Our Tour Easy recumbents have linear-pull brakes on the rear and, for some reason, the noodle on Mary’s bike didn’t quite clear the frame: the cable bent slightly around the frame when the brake was active.
That made the brake difficult to adjust, as linear-pull brakes depend on an exact balance between the restoring springs on each side. With the cable pulling to the right, the left-side pad would contact the rim first and give the brake lever a mushy pull until the right-side pad clamped down.
A quick lathe session applied to some nylon scrap turned out an extension tube that fit between the steel noodle and the (slightly broken) plastic hoodickie that engages the brake arm. I used nylon (or something slippery like that) to make sure the cable wasn’t going to bind on it.
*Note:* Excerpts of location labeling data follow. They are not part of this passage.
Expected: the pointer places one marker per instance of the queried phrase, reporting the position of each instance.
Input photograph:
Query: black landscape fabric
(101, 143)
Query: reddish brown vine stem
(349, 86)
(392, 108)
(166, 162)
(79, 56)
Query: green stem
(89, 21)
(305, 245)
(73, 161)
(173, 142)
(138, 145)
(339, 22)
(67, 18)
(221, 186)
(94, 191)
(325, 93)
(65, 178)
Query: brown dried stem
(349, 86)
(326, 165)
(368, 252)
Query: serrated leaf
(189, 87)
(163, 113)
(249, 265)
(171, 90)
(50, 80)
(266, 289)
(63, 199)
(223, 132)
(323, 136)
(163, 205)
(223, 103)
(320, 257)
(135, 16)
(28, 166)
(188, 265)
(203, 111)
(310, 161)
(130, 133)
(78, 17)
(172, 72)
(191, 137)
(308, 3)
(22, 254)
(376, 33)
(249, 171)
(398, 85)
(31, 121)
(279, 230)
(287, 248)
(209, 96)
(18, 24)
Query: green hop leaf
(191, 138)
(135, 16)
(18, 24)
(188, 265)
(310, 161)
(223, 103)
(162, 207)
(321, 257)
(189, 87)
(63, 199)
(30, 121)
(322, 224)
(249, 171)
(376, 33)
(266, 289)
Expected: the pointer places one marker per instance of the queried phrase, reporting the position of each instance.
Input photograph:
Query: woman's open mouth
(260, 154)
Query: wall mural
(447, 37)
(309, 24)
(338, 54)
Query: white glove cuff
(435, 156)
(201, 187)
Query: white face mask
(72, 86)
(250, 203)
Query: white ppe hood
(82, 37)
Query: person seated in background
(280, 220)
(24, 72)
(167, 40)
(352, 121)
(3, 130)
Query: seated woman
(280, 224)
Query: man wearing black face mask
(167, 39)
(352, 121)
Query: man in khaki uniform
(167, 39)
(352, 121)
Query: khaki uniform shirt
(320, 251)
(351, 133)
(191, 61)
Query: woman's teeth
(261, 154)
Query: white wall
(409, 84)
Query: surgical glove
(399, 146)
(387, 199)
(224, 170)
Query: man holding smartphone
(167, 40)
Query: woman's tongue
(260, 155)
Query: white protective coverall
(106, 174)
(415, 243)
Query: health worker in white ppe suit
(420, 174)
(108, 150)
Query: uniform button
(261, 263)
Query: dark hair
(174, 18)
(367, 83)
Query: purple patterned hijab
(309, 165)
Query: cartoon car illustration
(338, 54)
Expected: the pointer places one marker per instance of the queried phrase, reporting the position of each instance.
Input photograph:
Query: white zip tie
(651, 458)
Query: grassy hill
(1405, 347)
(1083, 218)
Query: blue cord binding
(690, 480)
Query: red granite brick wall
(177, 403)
The noodle originally fastened into the plastic hoodickie with a small collar that snapped into a pair of holes, but I took a shortcut: JB Kwik Epoxy. The shank end of a small drill slip-fit into the hoodickie’s cable passage kept the extension aligned while the epoxy set up. The masking tape prevented the epoxy from drooling out through the two small holes: the cured epoxy plug will have a pair of retaining posts in exactly the right places. The smears on the plastic parts chipped right off, not that anybody will ever notice.
I’m depending on spring force to hold the noodle in the extension, which seems to be working just fine. This is one of those jobs where everything’s under compression all the time and the cable tension ensures good alignment.
The socket on the extension’s fat end is a snug fit to the collar swaged on the noodle; other noodle varieties seem to have other sorts of ends, so check to make sure this will work for you.


These pix show the brake assembly from below (the paint failed on the frame cross-member early on and I’ve been meaning to slather some rust converter on that spot for years. Sigh.) and the now-positive clearance between the brake cable and the frame with the brake applied.